“Step away from a problem,” “eyes on the horizon,” “a bird’s eye view,” “remove yourself from a situation,” “burn your bridges” – we have many expressions in English that indicate spatial and psychological distance. When we physically or mentally increase our distance from whatever we are dealing with, it changes how we perceive things and make decisions. Employing the mind trick of distance when you present or process information can result in greater impact and better decisions. This is not about distancing yourself from people, but rather finding your own “observer” or “distant self” that can help you connect better with people and ideas. Here are five ways to benefit from distance:
1. Lean back to make a task seem easier. Increasing the physical distance from a complex task also increases the psychological distance. A task seen from a greater distance appears easier. After you present a problem, try moving the whiteboard away from the audience or have the audience members change their seats to increase the distance from the spot that represents the problem. It may boost abstract thinking and creativity. Taking a break can have a similar distancing effect.
2. Be a fly on the wall. Self-distancing can help people look at a negative experience with less anger and aggression. Rather than immersing yourself in a stressful situation, switch to the role of an observer. Replaying a negative scene as if watching the events unfold from a distance and happening to the “distant” you can buffer from the negative outcomes of rumination. Role-play is another form of self-distancing that encourages different perspectives. If you are a speaker or presenter, it is helpful to think about the appropriate level of self-immersion that you want to create for your audience. A distant perspective can help the audience deal better with topics that can trigger strong emotions and aggression.
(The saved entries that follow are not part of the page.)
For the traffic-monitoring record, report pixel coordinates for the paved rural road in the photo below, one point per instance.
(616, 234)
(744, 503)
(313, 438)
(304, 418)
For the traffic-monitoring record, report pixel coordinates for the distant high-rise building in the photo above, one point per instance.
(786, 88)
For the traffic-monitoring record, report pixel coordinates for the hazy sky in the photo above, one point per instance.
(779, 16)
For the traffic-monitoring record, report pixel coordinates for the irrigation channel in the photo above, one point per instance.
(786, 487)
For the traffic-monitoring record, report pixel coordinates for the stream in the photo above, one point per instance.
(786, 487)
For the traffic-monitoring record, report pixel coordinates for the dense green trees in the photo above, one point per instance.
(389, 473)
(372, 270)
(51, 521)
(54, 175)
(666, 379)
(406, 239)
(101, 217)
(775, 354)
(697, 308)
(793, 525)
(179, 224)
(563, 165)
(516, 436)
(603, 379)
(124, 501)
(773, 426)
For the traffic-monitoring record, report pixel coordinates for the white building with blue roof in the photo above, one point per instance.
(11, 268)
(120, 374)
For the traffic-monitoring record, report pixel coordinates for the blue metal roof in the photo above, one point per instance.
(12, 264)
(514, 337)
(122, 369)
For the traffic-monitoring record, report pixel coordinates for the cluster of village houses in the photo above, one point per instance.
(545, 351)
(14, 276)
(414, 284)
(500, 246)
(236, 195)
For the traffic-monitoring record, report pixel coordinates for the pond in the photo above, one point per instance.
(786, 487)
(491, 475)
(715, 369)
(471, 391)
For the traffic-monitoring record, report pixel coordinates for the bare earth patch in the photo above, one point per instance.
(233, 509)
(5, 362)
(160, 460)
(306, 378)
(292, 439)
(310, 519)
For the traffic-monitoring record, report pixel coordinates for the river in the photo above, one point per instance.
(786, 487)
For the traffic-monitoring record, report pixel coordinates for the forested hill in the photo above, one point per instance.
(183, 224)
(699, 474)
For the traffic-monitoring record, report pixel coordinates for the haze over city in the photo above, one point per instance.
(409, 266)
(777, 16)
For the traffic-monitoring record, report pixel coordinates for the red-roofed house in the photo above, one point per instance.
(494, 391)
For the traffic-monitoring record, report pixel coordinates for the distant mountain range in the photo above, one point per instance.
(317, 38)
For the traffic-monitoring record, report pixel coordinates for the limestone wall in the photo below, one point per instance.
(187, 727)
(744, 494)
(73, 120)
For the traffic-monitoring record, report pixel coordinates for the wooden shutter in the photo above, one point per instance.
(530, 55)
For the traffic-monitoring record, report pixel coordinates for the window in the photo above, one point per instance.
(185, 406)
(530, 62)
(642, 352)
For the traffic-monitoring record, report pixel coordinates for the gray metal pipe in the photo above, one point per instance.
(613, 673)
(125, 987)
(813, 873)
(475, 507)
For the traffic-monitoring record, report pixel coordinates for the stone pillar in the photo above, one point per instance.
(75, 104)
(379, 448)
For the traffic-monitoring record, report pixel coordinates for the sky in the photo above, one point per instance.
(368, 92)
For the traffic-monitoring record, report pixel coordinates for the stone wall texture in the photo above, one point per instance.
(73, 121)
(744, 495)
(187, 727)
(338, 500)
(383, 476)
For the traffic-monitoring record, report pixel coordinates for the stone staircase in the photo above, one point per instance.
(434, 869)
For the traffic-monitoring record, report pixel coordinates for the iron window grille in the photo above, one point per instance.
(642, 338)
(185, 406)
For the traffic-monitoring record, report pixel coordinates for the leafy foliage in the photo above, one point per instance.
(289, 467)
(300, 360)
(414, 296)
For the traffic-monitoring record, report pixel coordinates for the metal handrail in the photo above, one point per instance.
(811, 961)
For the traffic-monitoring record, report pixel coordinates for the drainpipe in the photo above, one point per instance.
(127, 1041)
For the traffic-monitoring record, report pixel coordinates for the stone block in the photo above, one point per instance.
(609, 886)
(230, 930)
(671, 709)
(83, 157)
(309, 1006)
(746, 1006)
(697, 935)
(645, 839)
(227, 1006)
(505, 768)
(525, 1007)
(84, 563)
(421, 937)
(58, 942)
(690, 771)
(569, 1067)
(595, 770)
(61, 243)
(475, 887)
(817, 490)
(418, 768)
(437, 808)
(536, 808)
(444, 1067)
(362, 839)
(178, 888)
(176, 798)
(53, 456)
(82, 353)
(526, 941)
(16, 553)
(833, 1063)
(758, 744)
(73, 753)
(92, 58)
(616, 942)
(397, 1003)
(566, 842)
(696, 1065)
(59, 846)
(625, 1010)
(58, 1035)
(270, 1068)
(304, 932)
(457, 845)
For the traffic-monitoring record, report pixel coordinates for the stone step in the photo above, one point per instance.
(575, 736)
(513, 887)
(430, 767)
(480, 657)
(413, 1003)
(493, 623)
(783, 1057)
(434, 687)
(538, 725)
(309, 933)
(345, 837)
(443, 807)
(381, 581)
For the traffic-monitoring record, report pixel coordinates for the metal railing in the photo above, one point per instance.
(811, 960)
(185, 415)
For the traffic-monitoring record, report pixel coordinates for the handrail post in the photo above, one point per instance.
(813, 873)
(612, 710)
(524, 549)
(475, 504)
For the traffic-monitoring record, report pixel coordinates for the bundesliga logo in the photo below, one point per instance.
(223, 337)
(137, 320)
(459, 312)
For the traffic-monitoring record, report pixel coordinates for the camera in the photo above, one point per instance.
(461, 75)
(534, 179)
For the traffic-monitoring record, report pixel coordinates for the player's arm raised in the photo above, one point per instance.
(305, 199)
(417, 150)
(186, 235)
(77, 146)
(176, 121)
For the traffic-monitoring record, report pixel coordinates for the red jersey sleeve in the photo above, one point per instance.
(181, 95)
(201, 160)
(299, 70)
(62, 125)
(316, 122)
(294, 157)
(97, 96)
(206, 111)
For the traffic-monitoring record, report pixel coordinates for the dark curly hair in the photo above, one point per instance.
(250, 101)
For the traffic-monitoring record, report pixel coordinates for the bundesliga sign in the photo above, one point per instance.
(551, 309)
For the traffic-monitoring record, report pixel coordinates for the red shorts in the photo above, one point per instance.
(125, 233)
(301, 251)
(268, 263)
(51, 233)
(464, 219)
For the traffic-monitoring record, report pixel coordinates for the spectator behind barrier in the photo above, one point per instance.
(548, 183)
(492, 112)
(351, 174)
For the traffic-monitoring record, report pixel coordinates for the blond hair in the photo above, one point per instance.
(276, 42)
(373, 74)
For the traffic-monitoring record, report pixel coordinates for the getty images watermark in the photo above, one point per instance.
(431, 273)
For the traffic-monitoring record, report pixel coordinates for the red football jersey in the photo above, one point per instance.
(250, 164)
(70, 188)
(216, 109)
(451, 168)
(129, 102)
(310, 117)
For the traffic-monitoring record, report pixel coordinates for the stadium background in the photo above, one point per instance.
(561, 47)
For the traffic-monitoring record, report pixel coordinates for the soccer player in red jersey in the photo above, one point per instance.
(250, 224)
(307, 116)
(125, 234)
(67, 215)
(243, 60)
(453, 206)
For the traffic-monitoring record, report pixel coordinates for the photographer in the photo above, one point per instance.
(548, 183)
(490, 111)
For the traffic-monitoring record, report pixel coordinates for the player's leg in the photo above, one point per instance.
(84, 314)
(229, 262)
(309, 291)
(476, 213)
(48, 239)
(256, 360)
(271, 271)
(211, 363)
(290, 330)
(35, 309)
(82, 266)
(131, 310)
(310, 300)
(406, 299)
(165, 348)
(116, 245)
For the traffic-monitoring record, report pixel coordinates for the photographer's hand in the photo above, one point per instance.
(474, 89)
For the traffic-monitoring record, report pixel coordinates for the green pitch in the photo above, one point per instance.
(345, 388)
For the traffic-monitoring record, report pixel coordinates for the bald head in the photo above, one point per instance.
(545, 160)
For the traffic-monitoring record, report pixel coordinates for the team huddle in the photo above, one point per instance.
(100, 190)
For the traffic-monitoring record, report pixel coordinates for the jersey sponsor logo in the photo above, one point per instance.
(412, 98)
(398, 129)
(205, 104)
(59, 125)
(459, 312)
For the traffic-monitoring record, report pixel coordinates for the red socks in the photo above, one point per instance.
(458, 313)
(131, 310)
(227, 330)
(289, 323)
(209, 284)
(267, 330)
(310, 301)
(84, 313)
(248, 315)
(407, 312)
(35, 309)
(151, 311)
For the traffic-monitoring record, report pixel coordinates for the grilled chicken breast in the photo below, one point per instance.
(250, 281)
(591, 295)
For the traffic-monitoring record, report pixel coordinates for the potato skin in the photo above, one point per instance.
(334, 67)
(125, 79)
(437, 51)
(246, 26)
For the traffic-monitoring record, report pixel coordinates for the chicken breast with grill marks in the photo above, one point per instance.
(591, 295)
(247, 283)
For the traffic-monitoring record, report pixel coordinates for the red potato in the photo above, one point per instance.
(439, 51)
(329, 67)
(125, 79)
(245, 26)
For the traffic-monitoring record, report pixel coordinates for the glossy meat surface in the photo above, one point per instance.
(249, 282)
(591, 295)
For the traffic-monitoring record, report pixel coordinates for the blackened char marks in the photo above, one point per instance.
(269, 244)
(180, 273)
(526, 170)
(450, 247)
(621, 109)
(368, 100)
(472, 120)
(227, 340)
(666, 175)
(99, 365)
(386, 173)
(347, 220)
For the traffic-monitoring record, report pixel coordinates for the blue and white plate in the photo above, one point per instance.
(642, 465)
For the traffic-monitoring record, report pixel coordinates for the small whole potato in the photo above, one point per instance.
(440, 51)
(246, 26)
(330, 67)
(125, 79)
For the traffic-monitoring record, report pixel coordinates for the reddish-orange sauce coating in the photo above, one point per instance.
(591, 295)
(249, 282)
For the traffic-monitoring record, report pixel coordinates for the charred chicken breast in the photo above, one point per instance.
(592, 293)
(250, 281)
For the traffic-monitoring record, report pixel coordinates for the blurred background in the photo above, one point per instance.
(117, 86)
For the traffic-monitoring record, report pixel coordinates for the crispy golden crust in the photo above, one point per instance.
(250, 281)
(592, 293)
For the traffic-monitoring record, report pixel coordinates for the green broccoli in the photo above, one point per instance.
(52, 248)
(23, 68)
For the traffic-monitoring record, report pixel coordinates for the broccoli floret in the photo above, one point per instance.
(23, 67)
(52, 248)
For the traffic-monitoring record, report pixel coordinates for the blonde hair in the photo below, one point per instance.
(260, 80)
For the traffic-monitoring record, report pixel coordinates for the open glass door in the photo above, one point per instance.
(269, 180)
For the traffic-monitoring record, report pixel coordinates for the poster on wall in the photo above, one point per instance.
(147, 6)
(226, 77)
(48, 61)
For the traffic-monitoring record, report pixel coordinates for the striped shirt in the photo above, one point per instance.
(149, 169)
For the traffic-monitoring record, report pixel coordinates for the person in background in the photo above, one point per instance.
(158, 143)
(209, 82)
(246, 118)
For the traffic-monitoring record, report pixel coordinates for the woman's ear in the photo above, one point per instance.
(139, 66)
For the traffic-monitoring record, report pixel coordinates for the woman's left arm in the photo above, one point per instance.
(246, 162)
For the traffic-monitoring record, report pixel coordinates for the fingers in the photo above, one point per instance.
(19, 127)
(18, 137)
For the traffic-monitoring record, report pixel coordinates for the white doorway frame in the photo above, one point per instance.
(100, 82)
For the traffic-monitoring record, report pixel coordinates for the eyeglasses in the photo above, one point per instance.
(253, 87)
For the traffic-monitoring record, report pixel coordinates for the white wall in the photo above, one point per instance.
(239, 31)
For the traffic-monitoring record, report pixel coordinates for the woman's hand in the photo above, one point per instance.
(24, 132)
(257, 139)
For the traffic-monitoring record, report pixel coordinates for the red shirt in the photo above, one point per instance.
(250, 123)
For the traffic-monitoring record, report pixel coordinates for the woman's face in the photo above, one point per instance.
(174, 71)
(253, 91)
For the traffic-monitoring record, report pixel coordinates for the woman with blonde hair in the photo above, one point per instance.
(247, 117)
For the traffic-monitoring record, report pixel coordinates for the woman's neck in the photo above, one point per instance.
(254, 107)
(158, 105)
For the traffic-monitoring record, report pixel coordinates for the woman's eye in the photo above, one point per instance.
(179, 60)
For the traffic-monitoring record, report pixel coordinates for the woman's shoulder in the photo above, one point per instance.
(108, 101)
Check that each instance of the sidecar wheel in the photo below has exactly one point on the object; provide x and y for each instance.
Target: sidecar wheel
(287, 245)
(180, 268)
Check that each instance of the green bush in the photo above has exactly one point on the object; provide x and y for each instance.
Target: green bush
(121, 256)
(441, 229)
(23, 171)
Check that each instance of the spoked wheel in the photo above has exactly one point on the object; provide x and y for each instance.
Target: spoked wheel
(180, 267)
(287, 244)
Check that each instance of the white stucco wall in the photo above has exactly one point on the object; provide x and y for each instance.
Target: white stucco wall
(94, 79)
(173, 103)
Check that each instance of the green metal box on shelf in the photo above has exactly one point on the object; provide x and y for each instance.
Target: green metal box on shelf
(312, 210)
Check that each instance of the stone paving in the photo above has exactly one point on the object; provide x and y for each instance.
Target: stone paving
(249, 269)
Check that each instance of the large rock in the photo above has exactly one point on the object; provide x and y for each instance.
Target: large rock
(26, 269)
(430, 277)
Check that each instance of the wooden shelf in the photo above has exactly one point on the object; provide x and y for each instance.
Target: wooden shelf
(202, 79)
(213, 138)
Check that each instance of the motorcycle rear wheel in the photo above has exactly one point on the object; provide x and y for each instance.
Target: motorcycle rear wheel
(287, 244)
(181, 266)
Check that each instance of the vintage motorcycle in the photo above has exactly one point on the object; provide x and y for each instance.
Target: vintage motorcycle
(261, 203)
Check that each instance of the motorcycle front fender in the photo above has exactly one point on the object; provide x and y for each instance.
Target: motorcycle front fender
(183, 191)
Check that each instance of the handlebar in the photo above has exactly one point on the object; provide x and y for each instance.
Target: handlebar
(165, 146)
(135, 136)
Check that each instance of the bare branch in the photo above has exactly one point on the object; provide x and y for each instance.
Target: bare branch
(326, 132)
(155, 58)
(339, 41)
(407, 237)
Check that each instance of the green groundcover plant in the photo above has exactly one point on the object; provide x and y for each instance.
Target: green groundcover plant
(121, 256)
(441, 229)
3. Use the distance to bring your points across. When you tell a story, move with purpose to create a picture of your content. The action in your story should prompt your movement. Where can you place all your characters and everything else on the stage to create a sequence of scenes in your mind? You can bring your audience into the scenes by moving purposefully as your story progresses. Your movement can also create a timeline of the past, present and future. What is the sequence of the events that occur in your story? As you describe the sequential events, you move accordingly. Remember that your audience reads the timeline from left to right, so you should do it from their perspective (backwards for you). Apparently, the future feels closer to us than the past. This reduced psychological distance may help us better prepare for future events.
4. Match the psychological distance of your message with the timing of the decision. Gergan Nenkov of the Carroll School of Management in Boston investigated the persuasiveness of messages presented to consumers at different stages of decision-making process. Consumers in a predecisional mindset were more likely to be persuaded by psychologically distant messages that focused on the future and distant others. In contrast, consumers in a postdecisional mindset who looked for ways to support and implement their decision were more likely to be persuaded by messages that talked about the present and the self.
5. Keep it cool. There is a link between cold temperatures and social distance. For example, social isolation or emotionally chilly memories can actually make people feel cold. It turns out that cooler temperatures also reduce the so called “egocentric anchoring” when people unintentionally project their own perspective onto others. So, if you want to promote mutual understanding and perspective-taking behavior, keep the room temperature cooler.